The size of Barton's imminent libel pay-out to commentator Eni Aluko has not been disclosed - but it will be sizeable

Barton was ordered to pay Vine £600,000 in libel damages after the former footballer's online attack

He undertook a signature interview, run across several shows, with David Icke, the conspiracy theorist best known for his claim that the world is secretly controlled by shape-shifting reptilian aliens disguised as humans.

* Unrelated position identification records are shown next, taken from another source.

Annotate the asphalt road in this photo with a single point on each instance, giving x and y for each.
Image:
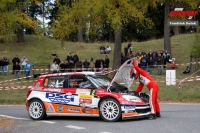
(176, 118)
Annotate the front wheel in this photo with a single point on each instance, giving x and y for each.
(36, 110)
(110, 110)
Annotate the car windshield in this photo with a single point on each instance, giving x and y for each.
(102, 81)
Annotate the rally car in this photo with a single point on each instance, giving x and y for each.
(87, 94)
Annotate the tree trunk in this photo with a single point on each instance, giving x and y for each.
(79, 33)
(167, 43)
(117, 49)
(176, 30)
(20, 34)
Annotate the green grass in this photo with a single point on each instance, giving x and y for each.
(39, 49)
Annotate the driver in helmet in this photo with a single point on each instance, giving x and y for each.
(152, 86)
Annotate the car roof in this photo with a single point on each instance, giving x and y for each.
(69, 73)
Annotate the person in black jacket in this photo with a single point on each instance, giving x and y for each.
(5, 65)
(17, 69)
(63, 66)
(57, 60)
(1, 65)
(14, 60)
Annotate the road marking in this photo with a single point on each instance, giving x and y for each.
(74, 127)
(50, 122)
(12, 117)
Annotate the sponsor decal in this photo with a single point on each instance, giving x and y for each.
(87, 111)
(60, 98)
(85, 96)
(129, 107)
(131, 114)
(60, 108)
(93, 92)
(73, 109)
(37, 86)
(180, 12)
(86, 101)
(53, 90)
(50, 108)
(83, 91)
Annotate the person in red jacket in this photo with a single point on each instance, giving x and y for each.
(147, 80)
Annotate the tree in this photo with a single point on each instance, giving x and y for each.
(14, 19)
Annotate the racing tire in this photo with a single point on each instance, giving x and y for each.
(36, 110)
(110, 110)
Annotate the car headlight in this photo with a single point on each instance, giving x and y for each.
(131, 98)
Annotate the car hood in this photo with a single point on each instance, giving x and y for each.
(124, 74)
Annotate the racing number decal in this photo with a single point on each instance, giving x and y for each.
(46, 82)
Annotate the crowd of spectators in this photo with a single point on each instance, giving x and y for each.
(149, 60)
(74, 63)
(17, 69)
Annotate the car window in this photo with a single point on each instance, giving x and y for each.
(54, 82)
(79, 81)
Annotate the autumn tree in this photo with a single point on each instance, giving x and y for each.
(13, 18)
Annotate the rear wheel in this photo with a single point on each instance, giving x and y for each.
(110, 110)
(36, 110)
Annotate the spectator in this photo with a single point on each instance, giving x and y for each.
(54, 67)
(92, 63)
(132, 55)
(79, 65)
(150, 62)
(63, 66)
(123, 58)
(150, 54)
(143, 62)
(143, 52)
(16, 69)
(57, 60)
(108, 49)
(159, 61)
(28, 68)
(107, 62)
(1, 65)
(70, 66)
(5, 66)
(102, 49)
(69, 57)
(155, 55)
(24, 61)
(129, 45)
(98, 64)
(86, 64)
(166, 57)
(131, 49)
(125, 51)
(14, 60)
(75, 58)
(139, 56)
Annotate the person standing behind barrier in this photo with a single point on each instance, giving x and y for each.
(17, 69)
(79, 65)
(24, 61)
(1, 65)
(159, 61)
(150, 65)
(86, 65)
(14, 60)
(5, 65)
(62, 66)
(92, 64)
(28, 68)
(54, 67)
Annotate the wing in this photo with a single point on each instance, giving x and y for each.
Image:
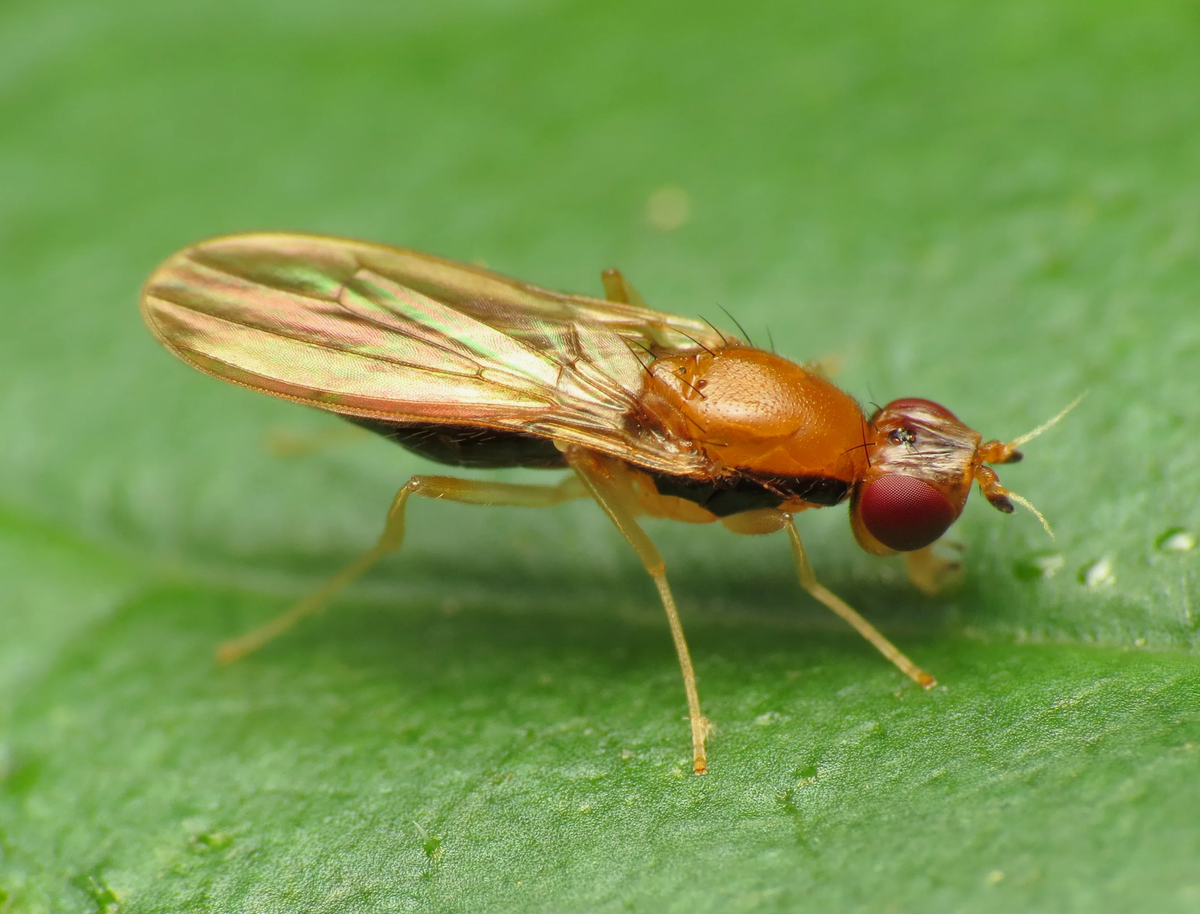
(388, 334)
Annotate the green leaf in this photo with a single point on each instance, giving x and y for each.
(993, 206)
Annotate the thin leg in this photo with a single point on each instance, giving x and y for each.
(809, 582)
(603, 481)
(472, 492)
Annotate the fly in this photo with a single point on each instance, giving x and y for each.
(654, 414)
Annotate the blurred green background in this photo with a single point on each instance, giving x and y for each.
(993, 205)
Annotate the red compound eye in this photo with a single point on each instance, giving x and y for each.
(904, 512)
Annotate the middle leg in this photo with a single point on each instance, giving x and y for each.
(603, 480)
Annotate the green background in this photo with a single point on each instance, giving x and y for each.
(994, 205)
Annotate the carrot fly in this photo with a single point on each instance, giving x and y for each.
(654, 414)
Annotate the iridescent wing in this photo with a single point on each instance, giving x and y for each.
(366, 330)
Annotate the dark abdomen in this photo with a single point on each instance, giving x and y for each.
(469, 445)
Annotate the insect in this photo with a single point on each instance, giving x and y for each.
(654, 414)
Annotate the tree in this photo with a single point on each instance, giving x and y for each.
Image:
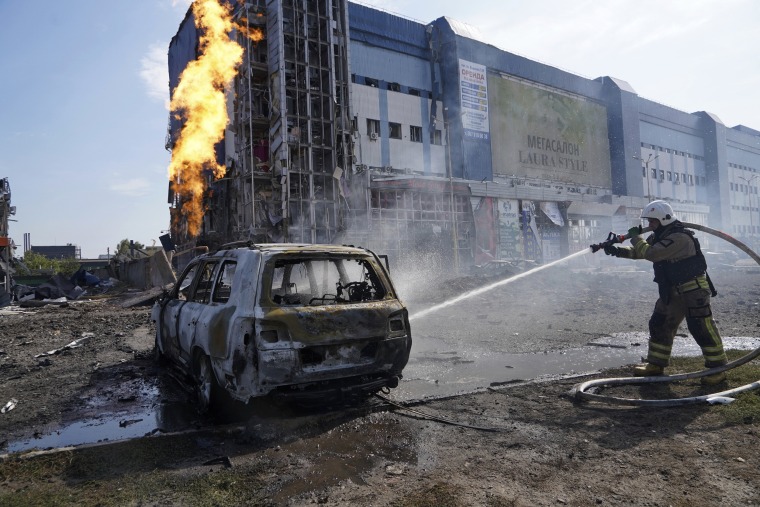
(123, 248)
(37, 261)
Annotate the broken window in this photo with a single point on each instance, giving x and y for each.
(394, 130)
(436, 137)
(205, 282)
(415, 134)
(223, 287)
(373, 128)
(310, 281)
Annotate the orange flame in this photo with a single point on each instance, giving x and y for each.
(200, 99)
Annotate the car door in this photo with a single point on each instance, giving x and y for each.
(171, 308)
(190, 312)
(212, 326)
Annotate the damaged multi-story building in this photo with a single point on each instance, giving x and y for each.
(352, 125)
(6, 243)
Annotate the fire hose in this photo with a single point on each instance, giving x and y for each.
(580, 391)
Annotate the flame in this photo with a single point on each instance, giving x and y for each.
(200, 99)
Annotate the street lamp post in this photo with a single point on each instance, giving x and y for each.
(749, 198)
(646, 169)
(449, 170)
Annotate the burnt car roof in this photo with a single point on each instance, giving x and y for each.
(293, 247)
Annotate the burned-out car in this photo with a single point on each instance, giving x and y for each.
(315, 322)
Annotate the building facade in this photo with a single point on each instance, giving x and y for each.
(353, 125)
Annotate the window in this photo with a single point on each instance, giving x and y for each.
(223, 287)
(394, 130)
(312, 281)
(415, 134)
(205, 280)
(373, 128)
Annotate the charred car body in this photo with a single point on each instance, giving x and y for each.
(313, 322)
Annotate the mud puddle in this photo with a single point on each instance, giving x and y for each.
(143, 406)
(435, 370)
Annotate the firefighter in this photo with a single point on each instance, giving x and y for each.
(680, 271)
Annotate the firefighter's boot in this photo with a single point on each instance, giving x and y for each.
(648, 370)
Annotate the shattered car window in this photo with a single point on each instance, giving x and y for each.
(312, 281)
(203, 288)
(185, 283)
(223, 287)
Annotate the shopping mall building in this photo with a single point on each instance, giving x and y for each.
(349, 124)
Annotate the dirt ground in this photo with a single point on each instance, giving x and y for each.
(522, 444)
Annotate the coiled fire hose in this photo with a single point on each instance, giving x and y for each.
(579, 391)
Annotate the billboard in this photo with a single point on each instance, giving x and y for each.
(549, 135)
(473, 87)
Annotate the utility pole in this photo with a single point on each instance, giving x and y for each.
(749, 198)
(454, 233)
(646, 169)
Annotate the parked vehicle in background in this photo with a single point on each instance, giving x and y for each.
(314, 323)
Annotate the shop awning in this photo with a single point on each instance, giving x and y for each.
(597, 209)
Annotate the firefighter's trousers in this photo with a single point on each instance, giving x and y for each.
(692, 303)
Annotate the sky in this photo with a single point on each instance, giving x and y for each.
(84, 90)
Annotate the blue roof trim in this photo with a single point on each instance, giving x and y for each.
(387, 31)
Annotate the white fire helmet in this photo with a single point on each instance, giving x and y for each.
(660, 210)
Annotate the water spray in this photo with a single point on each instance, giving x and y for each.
(492, 286)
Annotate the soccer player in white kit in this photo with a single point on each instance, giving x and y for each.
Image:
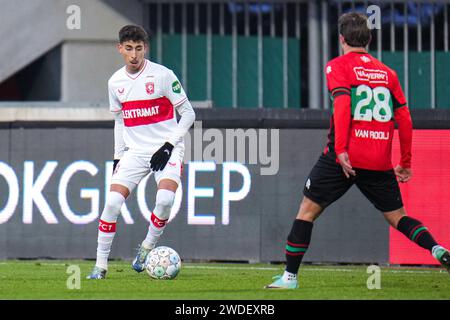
(143, 97)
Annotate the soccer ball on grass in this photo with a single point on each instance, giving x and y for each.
(163, 263)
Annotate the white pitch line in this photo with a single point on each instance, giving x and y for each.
(308, 269)
(230, 268)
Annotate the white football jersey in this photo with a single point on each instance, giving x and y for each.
(147, 101)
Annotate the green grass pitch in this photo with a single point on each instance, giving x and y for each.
(47, 279)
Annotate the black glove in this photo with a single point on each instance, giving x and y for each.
(160, 158)
(116, 161)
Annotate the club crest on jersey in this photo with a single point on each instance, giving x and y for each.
(150, 87)
(371, 75)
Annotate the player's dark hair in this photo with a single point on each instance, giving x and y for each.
(354, 28)
(133, 33)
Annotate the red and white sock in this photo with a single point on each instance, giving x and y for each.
(159, 218)
(106, 233)
(107, 228)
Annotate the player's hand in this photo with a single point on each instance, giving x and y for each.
(403, 174)
(346, 165)
(160, 158)
(116, 162)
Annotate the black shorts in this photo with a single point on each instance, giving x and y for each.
(327, 183)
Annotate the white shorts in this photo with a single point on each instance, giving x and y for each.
(132, 168)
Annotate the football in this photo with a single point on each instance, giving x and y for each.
(163, 263)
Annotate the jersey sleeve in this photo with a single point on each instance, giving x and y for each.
(173, 89)
(337, 80)
(339, 87)
(114, 103)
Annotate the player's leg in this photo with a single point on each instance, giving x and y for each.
(167, 180)
(107, 228)
(165, 197)
(326, 183)
(418, 233)
(382, 189)
(128, 173)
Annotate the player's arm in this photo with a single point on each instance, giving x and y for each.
(339, 88)
(115, 108)
(405, 132)
(175, 93)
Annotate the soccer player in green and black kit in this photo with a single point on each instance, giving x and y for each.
(367, 99)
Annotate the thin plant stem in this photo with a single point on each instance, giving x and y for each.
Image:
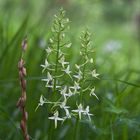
(76, 129)
(22, 100)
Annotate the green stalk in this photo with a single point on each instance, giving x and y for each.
(76, 129)
(56, 66)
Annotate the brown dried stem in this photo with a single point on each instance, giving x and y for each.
(22, 100)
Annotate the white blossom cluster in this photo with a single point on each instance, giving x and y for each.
(63, 82)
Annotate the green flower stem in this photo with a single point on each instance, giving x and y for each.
(50, 132)
(56, 63)
(76, 129)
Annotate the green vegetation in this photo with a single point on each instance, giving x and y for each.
(114, 28)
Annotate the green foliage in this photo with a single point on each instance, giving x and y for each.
(115, 28)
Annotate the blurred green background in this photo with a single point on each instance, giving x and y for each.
(115, 28)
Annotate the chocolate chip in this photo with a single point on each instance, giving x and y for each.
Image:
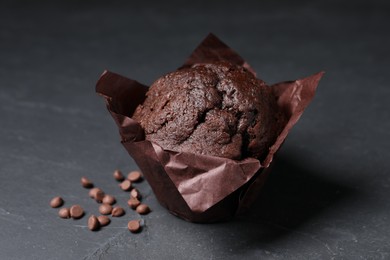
(134, 193)
(134, 176)
(133, 203)
(105, 209)
(93, 223)
(86, 183)
(76, 211)
(97, 194)
(93, 191)
(109, 199)
(125, 185)
(134, 226)
(56, 202)
(104, 220)
(143, 209)
(117, 212)
(118, 175)
(64, 213)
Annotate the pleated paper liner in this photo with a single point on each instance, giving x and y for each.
(196, 187)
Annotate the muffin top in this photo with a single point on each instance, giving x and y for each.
(217, 109)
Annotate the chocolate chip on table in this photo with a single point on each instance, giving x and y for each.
(117, 212)
(93, 191)
(133, 203)
(99, 196)
(125, 185)
(64, 213)
(118, 175)
(93, 223)
(86, 183)
(105, 209)
(134, 193)
(143, 209)
(134, 176)
(104, 220)
(76, 211)
(134, 226)
(109, 199)
(56, 202)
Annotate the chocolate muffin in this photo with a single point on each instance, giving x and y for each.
(217, 109)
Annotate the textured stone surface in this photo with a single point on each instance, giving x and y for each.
(328, 194)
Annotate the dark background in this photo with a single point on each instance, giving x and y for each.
(328, 194)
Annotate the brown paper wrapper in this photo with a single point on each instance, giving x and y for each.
(195, 187)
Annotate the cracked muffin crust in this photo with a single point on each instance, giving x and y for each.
(217, 109)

He has also spoken this week of how he has found a ‘higher power’ by being off the drink. ‘I haven’t had a bevvy now in 17 days, or something (and I’ve) tapped into a higher power,’ he said. ‘Some people argue it’s AI. Some people argue it’s God. Whatever it is to you, tap into the higher power.’ 

His football talk has included a description of Liverpool’s Alexander Isak as a ‘mercenary whore’ and a questioning of why Vincent Kompany played for Belgium when his father is from the Democratic Republic of Congo.

If this is the platform Barton is basing his future income on, then he has his work cut out. Vine told Daily Mail Sport that Barton’s pleas to his followers for cash to fight the libel case provided hints that his money might be running out.

‘He was saying, “We’re locked and loaded. We’re ready to go. I’ve got deep pockets”,’ Vine reflected.  ‘But at the same time, he was appealing to all of his followers to give him money. And then he also says, “Your money will go to the Alder Hey Children’s Hospital”. It was baffling. Either he needed the money for the case, or he didn’t. I did have a sense of a very disturbed soul.’